AB 2077 Extends Pilot Allowing Pharmacists to Provide Sterile Syringes to Prevent Spread of HIV, Hepatitis B and Hepatitis C for Another Five Years
Los Angeles, CA – As the California Legislature wrapped up its session yesterday, the Drug Policy Alliance (DPA) announced the passage of its Pharmacy Access bill (AB 2077) by Assemblymember Phil Ting. The DPA-sponsored measure extends the statutory sunset date of the pilot for another five years, protecting pharmacist’s discretion to furnish sterile syringes without a prescription and allowing adult possession of syringes for personal use as part of the state’s comprehensive approach to preventing the spread of HIV, hepatitis B and hepatitis C.
“By passing this bill, the legislature has clearly shown they understand the necessity of providing people who use drugs with sterile syringes as a means of preventing infectious diseases,” said Jeannette Zanipatin, California State Director for the Drug Policy Alliance. “At a time when we are already trying to stem the blow of COVID-19 and an overdose crisis which has been exacerbated by the pandemic, ensuring we protect the health of our most at-risk communities with this cost-effective measure and not further overwhelm the public health system is paramount.”
The measure, which was previously extended in 2014, further requires pharmacists to inform consumers on safe disposal of syringes and provide them with access to disposal containers along with educating them on HIV and hepatitis prevention, treatment and testing. Because the syringes will be sold to consumers through participating pharmacies, it comes at no cost to the state, while saving the state from significant healthcare costs of having to treat these potentially deadly diseases.
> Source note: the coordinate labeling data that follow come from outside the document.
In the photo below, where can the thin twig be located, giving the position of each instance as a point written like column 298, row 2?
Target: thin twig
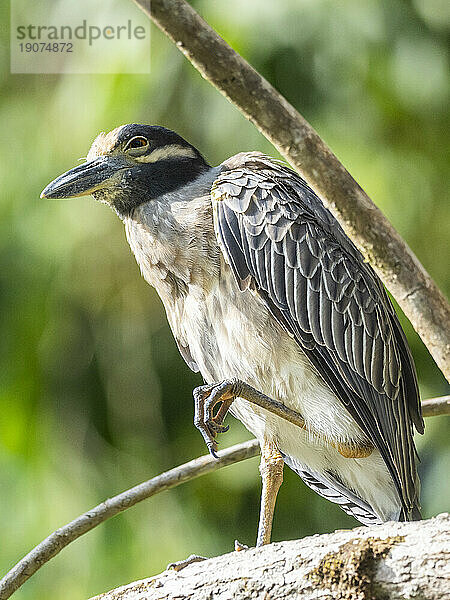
column 63, row 536
column 60, row 538
column 417, row 294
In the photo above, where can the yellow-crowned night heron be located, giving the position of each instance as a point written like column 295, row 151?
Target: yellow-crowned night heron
column 266, row 296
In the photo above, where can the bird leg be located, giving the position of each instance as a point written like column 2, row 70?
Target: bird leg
column 206, row 397
column 271, row 469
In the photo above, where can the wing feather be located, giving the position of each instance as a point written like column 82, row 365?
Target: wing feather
column 275, row 231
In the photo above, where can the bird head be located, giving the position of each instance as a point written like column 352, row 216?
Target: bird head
column 130, row 165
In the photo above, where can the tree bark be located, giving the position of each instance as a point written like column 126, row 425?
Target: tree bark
column 400, row 270
column 395, row 560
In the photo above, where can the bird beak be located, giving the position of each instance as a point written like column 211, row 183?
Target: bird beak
column 84, row 179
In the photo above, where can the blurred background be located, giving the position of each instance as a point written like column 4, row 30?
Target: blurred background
column 94, row 396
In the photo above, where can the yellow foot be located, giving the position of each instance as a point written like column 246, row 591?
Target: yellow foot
column 177, row 566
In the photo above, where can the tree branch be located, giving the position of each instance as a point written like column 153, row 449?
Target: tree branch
column 63, row 536
column 393, row 560
column 60, row 538
column 417, row 294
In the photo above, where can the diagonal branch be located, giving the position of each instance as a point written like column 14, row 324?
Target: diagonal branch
column 417, row 294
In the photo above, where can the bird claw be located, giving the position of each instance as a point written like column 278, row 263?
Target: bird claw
column 206, row 397
column 181, row 564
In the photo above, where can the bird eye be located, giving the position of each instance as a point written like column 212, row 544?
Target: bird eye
column 137, row 142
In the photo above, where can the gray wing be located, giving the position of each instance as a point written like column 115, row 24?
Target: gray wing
column 279, row 238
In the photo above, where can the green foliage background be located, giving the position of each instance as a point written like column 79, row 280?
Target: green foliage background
column 93, row 394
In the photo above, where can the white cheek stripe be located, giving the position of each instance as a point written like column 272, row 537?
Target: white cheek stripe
column 166, row 152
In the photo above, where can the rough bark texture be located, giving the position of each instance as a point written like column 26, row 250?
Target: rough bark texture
column 394, row 561
column 404, row 276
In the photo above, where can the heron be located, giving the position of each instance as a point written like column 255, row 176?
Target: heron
column 267, row 297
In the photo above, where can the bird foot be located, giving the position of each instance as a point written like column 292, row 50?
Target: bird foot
column 181, row 564
column 238, row 547
column 206, row 398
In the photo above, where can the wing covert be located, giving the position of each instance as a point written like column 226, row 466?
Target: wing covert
column 279, row 238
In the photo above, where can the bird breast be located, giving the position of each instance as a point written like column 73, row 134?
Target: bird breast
column 229, row 332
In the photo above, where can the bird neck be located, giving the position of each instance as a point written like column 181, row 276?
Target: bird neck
column 153, row 183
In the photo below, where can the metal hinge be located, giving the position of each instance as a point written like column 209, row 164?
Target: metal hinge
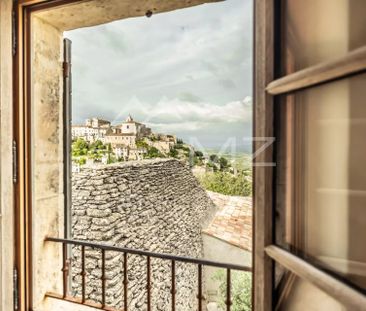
column 66, row 69
column 15, row 162
column 14, row 29
column 15, row 289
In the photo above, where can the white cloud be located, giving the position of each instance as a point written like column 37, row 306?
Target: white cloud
column 189, row 69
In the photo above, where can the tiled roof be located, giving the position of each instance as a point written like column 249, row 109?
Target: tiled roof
column 233, row 222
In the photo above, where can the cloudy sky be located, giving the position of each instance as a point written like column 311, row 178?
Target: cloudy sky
column 187, row 72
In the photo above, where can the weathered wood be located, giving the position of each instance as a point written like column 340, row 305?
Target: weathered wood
column 351, row 63
column 330, row 285
column 263, row 128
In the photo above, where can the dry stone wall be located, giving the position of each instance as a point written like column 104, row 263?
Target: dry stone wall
column 154, row 205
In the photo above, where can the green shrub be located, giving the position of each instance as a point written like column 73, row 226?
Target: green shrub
column 82, row 161
column 227, row 183
column 241, row 290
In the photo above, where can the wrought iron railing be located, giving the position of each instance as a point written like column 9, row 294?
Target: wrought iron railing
column 125, row 251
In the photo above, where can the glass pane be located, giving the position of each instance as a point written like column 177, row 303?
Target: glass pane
column 321, row 176
column 318, row 30
column 294, row 293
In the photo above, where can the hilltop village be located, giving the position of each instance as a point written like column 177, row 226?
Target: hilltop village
column 130, row 140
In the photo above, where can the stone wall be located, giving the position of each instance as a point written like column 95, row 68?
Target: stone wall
column 154, row 205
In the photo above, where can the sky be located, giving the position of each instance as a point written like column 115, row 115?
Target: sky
column 186, row 73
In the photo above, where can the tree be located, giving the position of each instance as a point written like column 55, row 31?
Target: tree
column 214, row 158
column 97, row 145
column 198, row 154
column 173, row 153
column 153, row 152
column 224, row 163
column 241, row 290
column 80, row 147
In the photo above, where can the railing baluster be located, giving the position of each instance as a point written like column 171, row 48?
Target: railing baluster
column 148, row 286
column 65, row 270
column 83, row 273
column 199, row 296
column 173, row 285
column 125, row 281
column 103, row 278
column 228, row 289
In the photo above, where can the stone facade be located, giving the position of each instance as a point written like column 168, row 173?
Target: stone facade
column 155, row 205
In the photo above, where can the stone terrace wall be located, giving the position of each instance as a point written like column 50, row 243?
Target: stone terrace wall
column 154, row 205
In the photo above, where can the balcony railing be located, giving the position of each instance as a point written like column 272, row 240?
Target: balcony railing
column 125, row 251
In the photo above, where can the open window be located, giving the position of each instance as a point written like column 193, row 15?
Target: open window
column 70, row 257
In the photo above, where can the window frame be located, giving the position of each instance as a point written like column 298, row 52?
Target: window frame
column 266, row 87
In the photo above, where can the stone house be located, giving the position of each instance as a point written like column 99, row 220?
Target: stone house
column 309, row 64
“Safe, legal access to sterile syringes at pharmacies plays a critical role in preventing HIV and hepatitis C transmission,” said Assemblymember Phil Ting (D-San Francisco), author of AB 2077. “More than 200 studies from around the world have consistently shown that improved syringe access reduces the rate of needle sharing and disease transmission - all without increasing the rates of drug use, drug injection or crime."
Syringe sharing is the most common cause of hepatitis C transmission and the second most common cause of HIV and hepatitis B transmission in the United States. These preventable infections are devastating to individuals and families and put cost burdens on taxpayer-supported healthcare and health insurance. For example, the US Centers for Disease Control reports that the lifetime cost to treat a single case of HIV is $380,000 in 2010 dollars and the cost to cure a patient of hepatitis C is approximately $64,500.
Research from the California Department of Public Health has concluded there has been no increase in drug use or crime in the state associated with the sale of syringes without a prescription and found that the rate of syringe sharing was lower in places where this policy was in effect than where it was not. This research has been echoed by over 200 studies from the United States and abroad that concur improved syringe access reduces the rate of syringe sharing and disease transmission, without increasing rates of drug use, drug injection or crime. To date, no study has found otherwise.
“We’re happy that the legislature continues to support common sense policies to prevent transmission of HIV and hepatitis C,” said Laura Thomas, Director of Harm Reduction Policy, San Francisco AIDS Foundation. “This is one more effort to reduce stigma and give people who use drugs the tools they need to keep themselves and their communities safer and healthier.”
Allowing adults to purchase sterile syringes without a prescription at community pharmacies is a sound public health strategy endorsed by virtually every major health organization, including the American Medical Association, Institute of Medicine, American Pharmacist Association, and the National Alliance of State and Territorial AIDS Directors.